Block planning appears on one screen daily when using kAI Tasks.Image Credit To Intel
The following are a few of the benefits and features that make the tool so alluring:
Intelligent task management: kAI provides tailored recommendations and reminders to help you stay on track by learning from end users’ behaviors and preferences.
Easy event planning: Arrange agendas and schedules with ease, freeing you time to concentrate on the important things.
Constant adaptation: The more you use the tool, the more it learns about your requirements and adjusts accordingly, personalizing your everyday experience.
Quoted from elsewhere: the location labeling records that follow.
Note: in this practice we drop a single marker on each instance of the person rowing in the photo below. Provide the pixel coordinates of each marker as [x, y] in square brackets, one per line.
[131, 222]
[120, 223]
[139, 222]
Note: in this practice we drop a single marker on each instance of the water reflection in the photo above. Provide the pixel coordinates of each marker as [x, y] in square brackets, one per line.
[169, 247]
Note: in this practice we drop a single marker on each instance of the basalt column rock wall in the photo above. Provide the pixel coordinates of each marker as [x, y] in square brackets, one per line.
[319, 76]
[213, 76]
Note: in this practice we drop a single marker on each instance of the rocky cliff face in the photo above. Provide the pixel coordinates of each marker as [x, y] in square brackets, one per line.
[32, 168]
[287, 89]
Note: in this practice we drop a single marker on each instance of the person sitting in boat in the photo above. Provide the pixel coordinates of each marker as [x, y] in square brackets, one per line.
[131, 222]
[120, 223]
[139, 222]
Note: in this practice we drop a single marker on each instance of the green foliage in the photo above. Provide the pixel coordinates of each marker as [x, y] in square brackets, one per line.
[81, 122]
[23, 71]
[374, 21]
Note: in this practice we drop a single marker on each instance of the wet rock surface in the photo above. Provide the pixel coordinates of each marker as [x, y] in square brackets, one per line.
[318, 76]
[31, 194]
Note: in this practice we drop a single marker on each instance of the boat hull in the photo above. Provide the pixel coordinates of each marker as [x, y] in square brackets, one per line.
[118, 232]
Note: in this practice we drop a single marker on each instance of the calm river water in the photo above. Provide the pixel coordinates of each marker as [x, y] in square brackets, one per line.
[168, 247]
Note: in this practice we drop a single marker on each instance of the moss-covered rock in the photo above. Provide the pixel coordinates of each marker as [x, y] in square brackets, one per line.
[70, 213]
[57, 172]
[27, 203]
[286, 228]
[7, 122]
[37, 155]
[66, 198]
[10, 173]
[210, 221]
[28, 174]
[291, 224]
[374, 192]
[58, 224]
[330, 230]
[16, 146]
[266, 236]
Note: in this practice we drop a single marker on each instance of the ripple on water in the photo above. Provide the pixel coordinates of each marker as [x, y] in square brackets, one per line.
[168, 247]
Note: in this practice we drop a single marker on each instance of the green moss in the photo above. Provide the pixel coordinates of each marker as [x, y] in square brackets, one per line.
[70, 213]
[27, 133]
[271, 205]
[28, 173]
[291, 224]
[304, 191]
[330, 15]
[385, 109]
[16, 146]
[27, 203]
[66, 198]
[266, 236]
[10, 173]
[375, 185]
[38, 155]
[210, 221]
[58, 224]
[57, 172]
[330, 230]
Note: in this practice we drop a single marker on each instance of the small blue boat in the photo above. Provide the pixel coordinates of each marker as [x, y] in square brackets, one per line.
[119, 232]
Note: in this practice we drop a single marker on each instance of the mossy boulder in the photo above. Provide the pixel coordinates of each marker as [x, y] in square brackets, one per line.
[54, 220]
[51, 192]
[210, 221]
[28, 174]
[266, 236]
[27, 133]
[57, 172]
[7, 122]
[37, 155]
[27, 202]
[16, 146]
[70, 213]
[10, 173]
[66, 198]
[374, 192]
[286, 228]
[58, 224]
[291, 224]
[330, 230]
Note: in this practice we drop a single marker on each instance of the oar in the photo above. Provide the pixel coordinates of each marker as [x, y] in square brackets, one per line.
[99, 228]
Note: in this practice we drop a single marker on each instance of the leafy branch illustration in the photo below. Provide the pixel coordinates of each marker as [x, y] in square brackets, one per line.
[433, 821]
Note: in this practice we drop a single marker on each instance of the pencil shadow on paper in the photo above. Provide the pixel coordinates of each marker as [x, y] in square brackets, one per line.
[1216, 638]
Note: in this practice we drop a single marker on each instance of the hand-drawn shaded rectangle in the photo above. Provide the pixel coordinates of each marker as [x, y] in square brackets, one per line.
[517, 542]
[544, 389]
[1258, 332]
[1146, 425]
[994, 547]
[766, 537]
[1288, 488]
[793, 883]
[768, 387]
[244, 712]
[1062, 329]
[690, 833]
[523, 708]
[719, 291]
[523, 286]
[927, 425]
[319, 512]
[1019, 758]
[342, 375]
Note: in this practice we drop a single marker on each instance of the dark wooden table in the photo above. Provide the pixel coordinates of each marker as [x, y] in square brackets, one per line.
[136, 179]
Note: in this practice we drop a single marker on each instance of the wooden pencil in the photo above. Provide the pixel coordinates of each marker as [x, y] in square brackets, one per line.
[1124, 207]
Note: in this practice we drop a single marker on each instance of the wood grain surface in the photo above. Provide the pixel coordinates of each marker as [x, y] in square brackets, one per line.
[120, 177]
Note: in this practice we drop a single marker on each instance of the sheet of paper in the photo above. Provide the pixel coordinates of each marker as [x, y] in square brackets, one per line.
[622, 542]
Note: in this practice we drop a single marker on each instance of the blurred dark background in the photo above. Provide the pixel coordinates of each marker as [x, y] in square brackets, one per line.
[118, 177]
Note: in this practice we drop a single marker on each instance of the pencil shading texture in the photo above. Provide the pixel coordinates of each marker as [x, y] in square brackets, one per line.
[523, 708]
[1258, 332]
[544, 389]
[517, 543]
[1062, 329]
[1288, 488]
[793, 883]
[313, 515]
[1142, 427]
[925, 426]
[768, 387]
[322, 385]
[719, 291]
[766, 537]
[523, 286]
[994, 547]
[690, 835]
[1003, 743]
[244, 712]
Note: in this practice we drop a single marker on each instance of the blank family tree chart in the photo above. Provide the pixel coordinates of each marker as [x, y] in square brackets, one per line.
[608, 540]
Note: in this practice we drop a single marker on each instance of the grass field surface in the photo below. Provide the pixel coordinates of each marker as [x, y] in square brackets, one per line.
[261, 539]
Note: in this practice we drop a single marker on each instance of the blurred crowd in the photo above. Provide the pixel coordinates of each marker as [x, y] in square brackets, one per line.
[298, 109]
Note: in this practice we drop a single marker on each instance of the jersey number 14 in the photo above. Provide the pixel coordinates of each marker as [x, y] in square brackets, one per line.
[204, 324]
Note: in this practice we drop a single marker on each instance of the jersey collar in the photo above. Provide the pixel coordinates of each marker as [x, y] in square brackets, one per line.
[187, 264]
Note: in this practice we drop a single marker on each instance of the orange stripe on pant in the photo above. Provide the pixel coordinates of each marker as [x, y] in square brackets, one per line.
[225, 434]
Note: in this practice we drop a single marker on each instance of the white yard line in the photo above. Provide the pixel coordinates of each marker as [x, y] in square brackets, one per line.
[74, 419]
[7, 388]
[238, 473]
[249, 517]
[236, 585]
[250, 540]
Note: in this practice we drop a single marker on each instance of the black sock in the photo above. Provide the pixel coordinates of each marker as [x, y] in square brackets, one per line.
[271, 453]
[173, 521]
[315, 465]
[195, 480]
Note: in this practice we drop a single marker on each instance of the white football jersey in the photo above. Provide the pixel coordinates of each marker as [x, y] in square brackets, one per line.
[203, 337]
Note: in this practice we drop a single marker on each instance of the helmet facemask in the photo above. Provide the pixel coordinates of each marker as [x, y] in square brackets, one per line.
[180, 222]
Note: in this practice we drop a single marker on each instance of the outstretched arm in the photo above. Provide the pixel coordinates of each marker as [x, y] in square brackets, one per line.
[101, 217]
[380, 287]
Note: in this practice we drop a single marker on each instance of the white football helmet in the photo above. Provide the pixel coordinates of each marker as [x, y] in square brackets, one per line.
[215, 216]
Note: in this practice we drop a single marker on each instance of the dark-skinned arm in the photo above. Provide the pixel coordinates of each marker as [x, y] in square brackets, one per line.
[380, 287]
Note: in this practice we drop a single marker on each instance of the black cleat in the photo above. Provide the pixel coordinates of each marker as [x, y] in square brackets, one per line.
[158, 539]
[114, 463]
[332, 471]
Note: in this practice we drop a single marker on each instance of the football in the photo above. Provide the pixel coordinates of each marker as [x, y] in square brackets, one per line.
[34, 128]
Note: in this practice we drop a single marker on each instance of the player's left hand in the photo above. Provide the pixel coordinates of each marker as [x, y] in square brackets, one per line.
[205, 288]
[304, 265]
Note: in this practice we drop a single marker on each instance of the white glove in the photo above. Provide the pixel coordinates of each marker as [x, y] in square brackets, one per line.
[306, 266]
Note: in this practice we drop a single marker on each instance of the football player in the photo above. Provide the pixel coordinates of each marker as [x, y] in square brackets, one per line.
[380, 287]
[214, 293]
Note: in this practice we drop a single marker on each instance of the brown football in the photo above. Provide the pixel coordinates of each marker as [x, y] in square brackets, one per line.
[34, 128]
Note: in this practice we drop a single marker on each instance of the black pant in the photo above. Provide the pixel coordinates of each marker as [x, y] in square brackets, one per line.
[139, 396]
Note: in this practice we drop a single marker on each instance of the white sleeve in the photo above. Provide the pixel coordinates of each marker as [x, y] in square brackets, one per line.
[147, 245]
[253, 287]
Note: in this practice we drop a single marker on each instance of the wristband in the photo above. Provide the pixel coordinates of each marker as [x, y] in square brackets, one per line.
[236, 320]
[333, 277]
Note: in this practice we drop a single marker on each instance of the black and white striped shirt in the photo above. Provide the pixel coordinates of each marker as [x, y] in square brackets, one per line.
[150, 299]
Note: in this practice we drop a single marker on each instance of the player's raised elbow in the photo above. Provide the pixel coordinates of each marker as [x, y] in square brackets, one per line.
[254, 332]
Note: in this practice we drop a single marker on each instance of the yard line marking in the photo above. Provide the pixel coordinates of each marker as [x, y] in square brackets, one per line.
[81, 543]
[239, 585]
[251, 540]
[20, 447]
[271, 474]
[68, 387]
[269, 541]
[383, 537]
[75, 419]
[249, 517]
AI Tasks may be tailored to the requirements of the final user
To optimize everyday objectives, kAI Tasks may be used in conjunction with a smartphone or wristwatch. The end user may easily control his or her productivity and maintain organization with this configuration.
By the end of September 2024, kAI hopes to provide additional features including wearables and the creation of a bot for Telegram and WhatsApp, among other things. With the aid of these connections, the business will be able to expand its user base and make everyday job organization easier without requiring the usage of another software.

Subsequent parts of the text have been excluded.